The area under the curve (AUC) for each ROC curve image type is summarized in Table 1 and describes how accurately the tumor can be differentiated from the control; where an area of 1 indicates 100% sensitivity and specificity, while an area of 0.5 is indicative of 50% sensitivity and specificity, or random guessing. The AUCs for the H&E + ROI group are all higher than the AUCs for the GFP+ ROI group, although the individual imaging contrast types all show the same trends with PpIX fluorescence > absolute T2 > T1W+Gd. The H&E − ROI group shows a high level of false positives for the PpIX fluorescence and absolute T2, while the T1W+Gd is close to the control group.

Table 1

Diagnostic test results for the three ROI analysis groups: All ROIs, H&E + ROIs and H&E − ROIs.

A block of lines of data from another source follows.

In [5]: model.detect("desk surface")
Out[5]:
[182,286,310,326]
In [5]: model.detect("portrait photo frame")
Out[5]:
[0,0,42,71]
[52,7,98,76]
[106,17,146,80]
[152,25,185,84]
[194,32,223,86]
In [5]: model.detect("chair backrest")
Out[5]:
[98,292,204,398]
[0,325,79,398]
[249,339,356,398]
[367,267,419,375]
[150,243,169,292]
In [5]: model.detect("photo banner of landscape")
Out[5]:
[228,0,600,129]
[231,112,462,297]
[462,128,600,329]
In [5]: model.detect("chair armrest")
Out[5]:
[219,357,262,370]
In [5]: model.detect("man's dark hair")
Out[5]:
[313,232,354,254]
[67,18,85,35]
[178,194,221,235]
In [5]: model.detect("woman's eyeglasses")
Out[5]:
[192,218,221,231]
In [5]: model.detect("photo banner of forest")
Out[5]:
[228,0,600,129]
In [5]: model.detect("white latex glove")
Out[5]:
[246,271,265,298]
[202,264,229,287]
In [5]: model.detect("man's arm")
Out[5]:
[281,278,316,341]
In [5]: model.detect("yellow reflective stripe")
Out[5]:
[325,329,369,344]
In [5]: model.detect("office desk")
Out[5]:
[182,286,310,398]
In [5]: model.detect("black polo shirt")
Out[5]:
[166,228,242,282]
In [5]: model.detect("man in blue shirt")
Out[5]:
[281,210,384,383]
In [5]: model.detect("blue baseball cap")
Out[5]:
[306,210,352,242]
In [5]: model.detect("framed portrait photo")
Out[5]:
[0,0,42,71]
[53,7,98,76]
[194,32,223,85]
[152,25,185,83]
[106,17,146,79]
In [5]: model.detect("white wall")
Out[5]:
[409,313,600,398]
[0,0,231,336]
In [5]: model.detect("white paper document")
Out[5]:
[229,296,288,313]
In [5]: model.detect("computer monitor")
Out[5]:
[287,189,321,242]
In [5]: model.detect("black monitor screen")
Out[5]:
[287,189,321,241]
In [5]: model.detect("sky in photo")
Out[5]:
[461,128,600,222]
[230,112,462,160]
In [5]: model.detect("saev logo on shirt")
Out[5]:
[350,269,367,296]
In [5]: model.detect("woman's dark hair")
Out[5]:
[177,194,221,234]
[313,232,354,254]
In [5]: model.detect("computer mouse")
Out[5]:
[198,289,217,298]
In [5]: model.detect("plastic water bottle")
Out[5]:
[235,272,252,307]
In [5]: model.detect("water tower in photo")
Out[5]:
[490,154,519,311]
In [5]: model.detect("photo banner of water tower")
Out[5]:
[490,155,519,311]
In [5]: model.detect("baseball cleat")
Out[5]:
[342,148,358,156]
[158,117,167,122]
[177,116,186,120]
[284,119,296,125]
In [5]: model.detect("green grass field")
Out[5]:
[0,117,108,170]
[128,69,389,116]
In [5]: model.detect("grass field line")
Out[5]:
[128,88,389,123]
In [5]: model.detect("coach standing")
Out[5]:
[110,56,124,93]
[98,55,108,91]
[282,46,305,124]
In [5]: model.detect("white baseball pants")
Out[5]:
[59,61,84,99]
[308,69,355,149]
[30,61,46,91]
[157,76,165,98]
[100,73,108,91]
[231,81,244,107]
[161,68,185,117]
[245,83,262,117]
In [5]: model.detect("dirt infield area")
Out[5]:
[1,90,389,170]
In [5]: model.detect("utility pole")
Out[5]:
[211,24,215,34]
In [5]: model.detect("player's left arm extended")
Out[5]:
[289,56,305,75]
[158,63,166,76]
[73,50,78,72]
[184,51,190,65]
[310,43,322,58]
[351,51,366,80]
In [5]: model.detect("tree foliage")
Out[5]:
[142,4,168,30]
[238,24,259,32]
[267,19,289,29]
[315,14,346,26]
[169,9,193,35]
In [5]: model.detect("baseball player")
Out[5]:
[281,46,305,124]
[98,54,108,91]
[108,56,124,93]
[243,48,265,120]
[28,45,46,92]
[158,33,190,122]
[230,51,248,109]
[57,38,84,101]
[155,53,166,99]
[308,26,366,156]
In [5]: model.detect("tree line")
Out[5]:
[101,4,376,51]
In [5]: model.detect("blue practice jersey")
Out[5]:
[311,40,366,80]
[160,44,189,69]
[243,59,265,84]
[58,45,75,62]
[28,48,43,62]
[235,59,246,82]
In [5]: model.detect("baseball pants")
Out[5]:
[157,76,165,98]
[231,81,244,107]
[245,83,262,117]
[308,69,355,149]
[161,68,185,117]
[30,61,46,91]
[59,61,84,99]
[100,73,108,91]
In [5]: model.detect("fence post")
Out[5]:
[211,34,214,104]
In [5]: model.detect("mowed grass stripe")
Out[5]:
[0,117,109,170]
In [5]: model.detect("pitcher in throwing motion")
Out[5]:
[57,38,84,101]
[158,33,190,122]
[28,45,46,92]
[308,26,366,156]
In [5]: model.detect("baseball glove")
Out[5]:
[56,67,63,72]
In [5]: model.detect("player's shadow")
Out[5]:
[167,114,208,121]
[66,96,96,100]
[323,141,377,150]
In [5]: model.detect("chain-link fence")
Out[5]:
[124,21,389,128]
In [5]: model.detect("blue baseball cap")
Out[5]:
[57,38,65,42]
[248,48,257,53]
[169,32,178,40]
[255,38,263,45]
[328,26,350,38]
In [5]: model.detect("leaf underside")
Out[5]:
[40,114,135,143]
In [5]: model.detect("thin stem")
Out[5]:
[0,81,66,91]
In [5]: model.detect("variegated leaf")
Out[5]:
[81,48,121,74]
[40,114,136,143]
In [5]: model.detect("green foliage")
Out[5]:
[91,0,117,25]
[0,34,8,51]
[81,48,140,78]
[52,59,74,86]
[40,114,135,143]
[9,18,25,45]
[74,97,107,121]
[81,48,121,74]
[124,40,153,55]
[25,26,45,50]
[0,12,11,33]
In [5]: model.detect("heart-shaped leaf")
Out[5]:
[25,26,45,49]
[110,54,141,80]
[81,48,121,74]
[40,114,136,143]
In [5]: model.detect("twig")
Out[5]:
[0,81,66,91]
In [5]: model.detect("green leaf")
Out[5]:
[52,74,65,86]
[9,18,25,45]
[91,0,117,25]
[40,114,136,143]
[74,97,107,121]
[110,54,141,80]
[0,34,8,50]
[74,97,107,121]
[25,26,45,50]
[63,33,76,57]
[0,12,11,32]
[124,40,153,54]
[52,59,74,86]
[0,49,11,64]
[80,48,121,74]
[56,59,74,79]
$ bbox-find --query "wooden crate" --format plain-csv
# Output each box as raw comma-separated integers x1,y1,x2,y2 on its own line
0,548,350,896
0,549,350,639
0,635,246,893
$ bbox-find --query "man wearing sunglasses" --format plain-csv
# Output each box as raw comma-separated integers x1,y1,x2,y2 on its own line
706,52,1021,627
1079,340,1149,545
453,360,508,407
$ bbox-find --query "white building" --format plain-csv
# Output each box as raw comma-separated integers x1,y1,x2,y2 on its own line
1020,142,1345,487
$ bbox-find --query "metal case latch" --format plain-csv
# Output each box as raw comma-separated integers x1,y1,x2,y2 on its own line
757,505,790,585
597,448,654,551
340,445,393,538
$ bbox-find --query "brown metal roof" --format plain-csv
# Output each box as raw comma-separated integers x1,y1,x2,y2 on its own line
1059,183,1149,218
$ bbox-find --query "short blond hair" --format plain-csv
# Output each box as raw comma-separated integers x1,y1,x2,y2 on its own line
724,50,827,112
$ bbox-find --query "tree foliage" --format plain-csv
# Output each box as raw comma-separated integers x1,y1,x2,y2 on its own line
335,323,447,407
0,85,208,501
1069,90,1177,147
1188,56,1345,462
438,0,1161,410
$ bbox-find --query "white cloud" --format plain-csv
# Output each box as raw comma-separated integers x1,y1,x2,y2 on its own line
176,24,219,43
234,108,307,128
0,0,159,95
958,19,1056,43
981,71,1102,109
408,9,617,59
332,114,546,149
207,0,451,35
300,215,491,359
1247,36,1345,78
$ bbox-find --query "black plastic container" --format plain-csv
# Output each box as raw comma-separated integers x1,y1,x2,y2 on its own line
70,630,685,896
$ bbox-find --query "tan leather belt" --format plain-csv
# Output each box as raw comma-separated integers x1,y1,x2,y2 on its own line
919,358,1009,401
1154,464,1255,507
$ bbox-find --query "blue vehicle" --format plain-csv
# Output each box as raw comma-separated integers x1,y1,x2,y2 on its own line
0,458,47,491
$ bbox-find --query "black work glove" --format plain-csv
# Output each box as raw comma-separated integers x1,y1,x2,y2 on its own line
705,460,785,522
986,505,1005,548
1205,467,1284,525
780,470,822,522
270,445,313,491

A complete summary of diagnostic tests is provided in Table 1. The results of the diagnostic tests demonstrate the same basic trends as seen for the AUC. PpIX image contrast is consistently higher in sensitivity, NPV, and diagnostic accuracy for all three ROI groups. T1W+Gd image contrast also shows perfect specificity and PPV for all three ROI groups; however, T1W+Gd has lower NPV and diagnostic accuracy values than PpIX. In fact, T1W+Gd has lower sensitivity, NPV, and diagnostic accuracy values than T2 Map.

Correlations between PpIX fluorescence and both T1WCD and T2 maps were identified. Pearson's correlation coefficients were 0.79 (p < 1 × 10⁻⁸) and 0.74 (p < 0.003) for PpIX fluorescence and T1W+Gd image contrast for the GFP+ and the H&E + ROIs, respectively, demonstrating highly significant positive linear correlation between PpIX fluorescence and gadolinium enhancement. The Pearson's correlation coefficient for PpIX fluorescence and absolute T2 image was 0.34 (p < 0.05) for the GFP+ ROI group, indicating a weak positive correlation. No correlation was found between PpIX fluorescence and absolute T2 image in the H&E + ROI group, and no significance was found between PpIX fluorescence and any MR image type in the H&E − ROI group.

3.3.

Ex vivo Fluorescence Imaging of Frozen Tissue

Ex vivo fluorescence imaging of frozen brain tissue sections displayed co-localized regions of GFP, Hoechst 33258, and PpIX fluorescence (Fig. 4). The GFP fluorescence channel had some bleed through of the Hoechst 33258 due to the overlapping spectra in the 480 to 560 nm region. Therefore, the GFP and Hoechst 33258 fluorescence images were overlaid and regions of overlap were indicated to distinguish Hoechst 33258. The PpIX fluorescence corresponded well with both the tumor cells (GFP fluorescence) and with perfusing vasculature (Hoechst 33258 fluorescence), but was not observed elsewhere in the brain.

Fig. 4

Ex vivo fluorescence imaging of frozen tissue sections confirms the co-localization of GFP (green, left image), perfusing blood vessels (Hoechst, blue, left image), and PpIX fluorescence (red, right image). Due to the nature of the filter, some Hoechst fluorescence leaked into the GFP channel; therefore, these regions are marked with white arrows and indicate areas that contain fluorescence from both the green and blue fluorescence channels and can be attributed to perfusive blood vessels. Scale bar = 200 μm.